UN Warns Against "Ever-Growing Scourge" of Religious Extremism

Religious extremism is an "ever-growing scourge" that falls primarily on women and minorities, according to a UN report released Thursday.

The report, focusing on 25 countries, said the epitome of extremism was Afghanistan, where the Taliban Islamic militia, "using religion as a political tool in the interests of power, have taken an entire society hostage."

Extremism, it said, was "also manifested with varying degrees of intensity in Egypt, Georgia, India, Indonesia, Israel, Jordan, Lebanon, Nigeria, Pakistan, the Philippines and Sri Lanka."

"No single religion has a monopoly on religious extremism," the report said.

The 30-page report was written by Abdelfattah Amor, special rapporteur of the Commission on Human Rights.

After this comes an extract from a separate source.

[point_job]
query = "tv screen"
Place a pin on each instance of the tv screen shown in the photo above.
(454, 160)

U.N. Secretary-General Kofi Annan has transmitted the report to 189 members of the General Assembly.

In the report, the special rapporteur complained that time limits imposed by the U.N. General Assembly had allowed him to cover "a maximum period of three months" from May to July, and prevented him from doing high-quality work.

The report documented examples of intolerance ranging from the prosecution of blasphemy of a woman writer in Kuwait to the deaths of hundreds of people in religious clashes in Nigeria and Uganda.

Amor urged the General Assembly "to devote the fullest attention to religious extremism" and said that governments must "condemn the phenomenon unequivocally and combat it relentlessly in order to preserve the human right to peace."

He noted that an international conference is due to be held in Madrid, capital of Spain, in November this year on school education in relation to religion and belief, and he urged all states to contribute to it.